Fakat keramet nimetine değil, nimeti verene yani Allah Teâlâ'ya yönelenler bahtiyar olurlar. “Tarafımızdan kendilerini güzel akıbet takdir edilmiş olanlara gelince, işte bunlar cehennemden uzak tutulurlar.” (Enbiya, 21/101) sırrına ererler. Burada kendilerine arz edilen makamların hiç birine iltifat etmeyerek, Hz. Muhammed (sav)'in fakirlik ve düşkünlük istemesine uygun hareket etmelidir. Yokluk kapısını çalmalıdır. Kölenin isteği olmaz, çünkü istemek varlıkla ilgili bir husustur. Bu eşikte bin yıl kalsa da, kendisine iltifat edilmese de melûl olmamalı, yüzünü Hakk’ın kapısından başka bir yöne çevirmemelidir.

Bu makamı Necmeddîn-i Dâye (ks) Hazretleri “Mirsâdü’l-İbâd” adlı kitabında şöyle anlatmaktadır:

“Bütün peygamberler ve veliler bu makamda hayretler içinde aciz kalmışlardır.
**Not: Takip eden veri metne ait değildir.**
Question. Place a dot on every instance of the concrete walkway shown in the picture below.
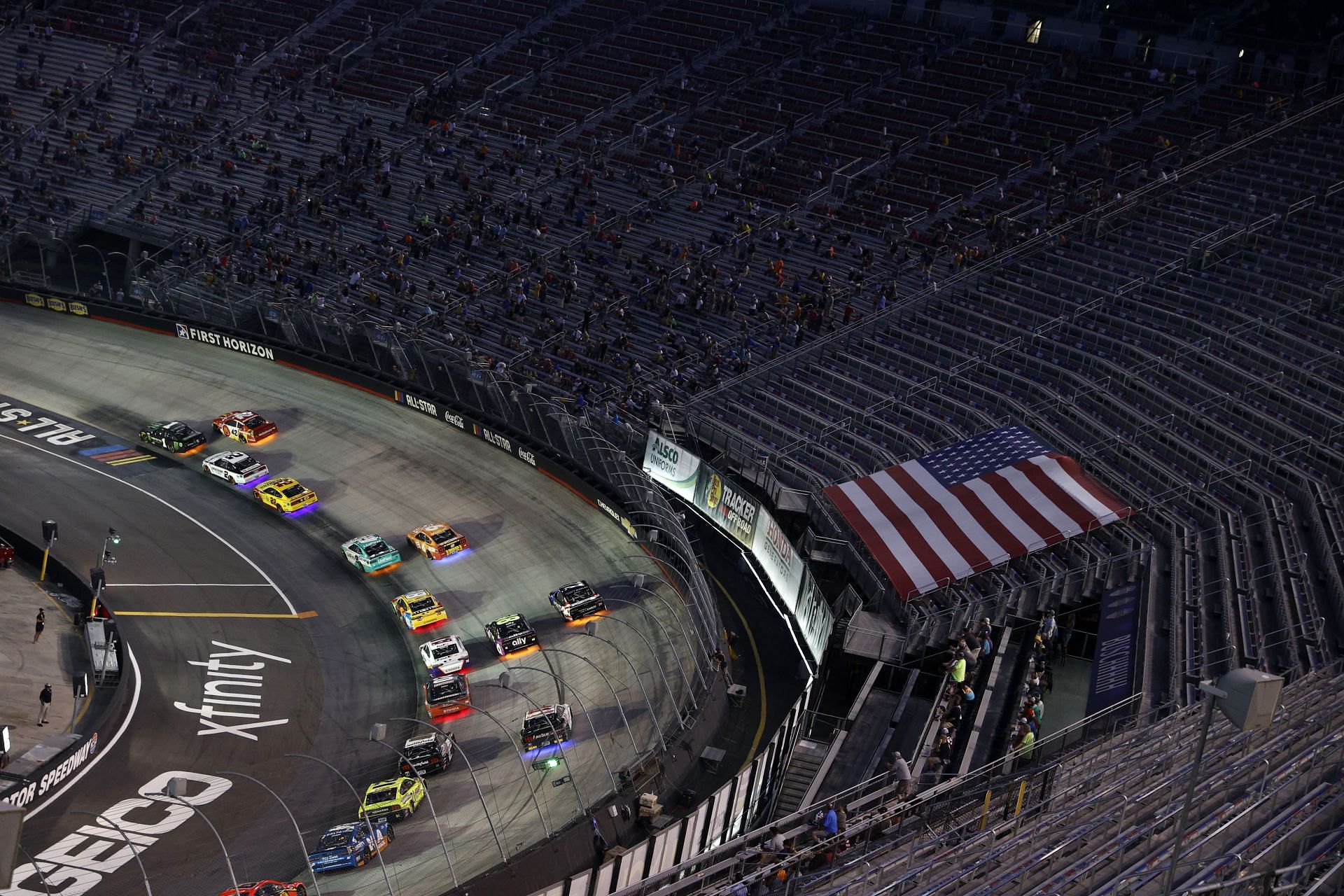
(26, 666)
Buradan insanlık ayağı ile geçilemez. Bu topu erkeklik pazusuyla taşımak da mümkün değildir.

Bu makamda kuvvet terkeşinde bulunan her gayret oku atılmış fakat bunlardan hiçbirisi kabul nişangahına ulaşamamıştır. Burada gül gibi teslim olmak, çınar gibi elini duaya açmak gerekir. Ne elde çekilen bir hançer, ne de bir su başına atılmış nilüfer gibi olmamalı. On dili olsa da zambak gibi susmak, nergis gibi gözlerini kapamak, menekşe gibi acziyetle boyun eğmek, ciğeri yanmış lâle gibi miske benzer koku vermek gerekir.

Burası mâşukun nâz, âşığın tamam niyaz makamıdır. Burada ruhun bağlandığı her şey aşk tavlasında mağlup olur, o artık iflas etmiş bir biçâredir. Şimdi eli kana bulaşmıştır ve canından vazgeçmesi gereklidir.

Ne zaman ki Hakk'ın lütuf esintileri inâyet tarafından esip ruha ulaşır, Yakup gibi yanmış bir gönül ve derin bir iç çekişle şöyle der: “Eğer bana bunamış demezseniz inanın ben Yusuf'un kokusunu alıyorum.” (Yusuf, 12/94)

Bu durumda ruhta, aşkın şevk ve endişe galebeleri ortaya çıkar ve onu kendi kendine melûl eder. Kendinden geçer, kendi helâkine çalışarak Hüseyin Mansûr gibi feryâd eder.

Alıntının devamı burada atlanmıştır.